Au Centre de Medicare et des services Medicaid, Patrick a également mis en place de meilleures méthodes pour suivre les résultats et s'est assuré du respect des lois qui obligent les assureurs à couvrir le traitement des troubles de la santé mentale et de la toxicomanie de manière moins restrictive que le traitement des maladies du corps, telles que diabète et cancer.

À Blue Cross NC, il a continué à tracer la même voie et a été un chef de file national dans l'amélioration de la qualité et la réduction des coûts. Patrick était responsable de l'embauche du premier directeur médical en chef de la santé comportementale dans l'histoire de l'entreprise et supprimait la pratique de la sous-traitance ou de la séparation des traitements de santé mentale. Il a également intégré la santé comportementale au reste des soins de santé et a lancé une nouvelle société de traitement de la toxicomanie appelée Eleanor Health, destinée au traitement des patients dans le cadre de programmes de soins ambulatoires, comprenant notamment un traitement pour le trouble de la consommation d'opioïdes.

La démission de Patrick est un revers majeur, à la fois pour Blue Cross NC et pour ceux qui luttent contre la toxicomanie à l’échelle nationale. Il a courageusement partagé que sa consommation de drogue constituait une tentative de gestion du stress – une chose à laquelle d'innombrables Américains peuvent s'identifier. Malheureusement, Patrick a été pénalisé pour son moment de clarté au lieu d'être soutenu en tant que personne ayant besoin d'aide.
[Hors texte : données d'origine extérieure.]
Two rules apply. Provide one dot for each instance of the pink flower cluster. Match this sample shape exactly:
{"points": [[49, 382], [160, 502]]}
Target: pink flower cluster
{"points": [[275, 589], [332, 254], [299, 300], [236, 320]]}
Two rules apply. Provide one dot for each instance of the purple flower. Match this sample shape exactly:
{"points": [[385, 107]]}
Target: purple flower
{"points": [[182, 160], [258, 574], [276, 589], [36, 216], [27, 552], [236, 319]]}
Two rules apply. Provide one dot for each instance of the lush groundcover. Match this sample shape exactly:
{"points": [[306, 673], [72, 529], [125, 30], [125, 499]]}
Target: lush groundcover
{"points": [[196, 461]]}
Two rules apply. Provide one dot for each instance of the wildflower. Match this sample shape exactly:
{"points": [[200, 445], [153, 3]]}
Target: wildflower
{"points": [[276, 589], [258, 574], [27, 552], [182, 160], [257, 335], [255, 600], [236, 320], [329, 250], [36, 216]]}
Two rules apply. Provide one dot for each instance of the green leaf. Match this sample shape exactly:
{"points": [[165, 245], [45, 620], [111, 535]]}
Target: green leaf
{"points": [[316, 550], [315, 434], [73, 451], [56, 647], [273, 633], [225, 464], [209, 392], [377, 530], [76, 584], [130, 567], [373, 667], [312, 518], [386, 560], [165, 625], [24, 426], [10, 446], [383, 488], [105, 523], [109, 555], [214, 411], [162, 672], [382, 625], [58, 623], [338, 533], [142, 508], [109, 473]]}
Si Patrick était resté à la barre de Blue Cross NC, imaginez le message qu’elle aurait envoyé, aux niveaux local et national. Selon le Institut national sur l'abus de drogues, La Caroline du Nord a un taux de décès par opioïde supérieur à la moyenne nationale. Regarder Patrick affronter la dépendance de front aurait été un moment décisif dans la lutte contre la stigmatisation.

Faire en sorte que des personnes expérimentées assument des rôles de leadership dans le secteur des soins de santé et des politiques est d’une importance vitale pour la création d’un système bénéfique pour tous. Ces voix comptent. Il est temps que nous les embrassions au lieu de les réduire au silence.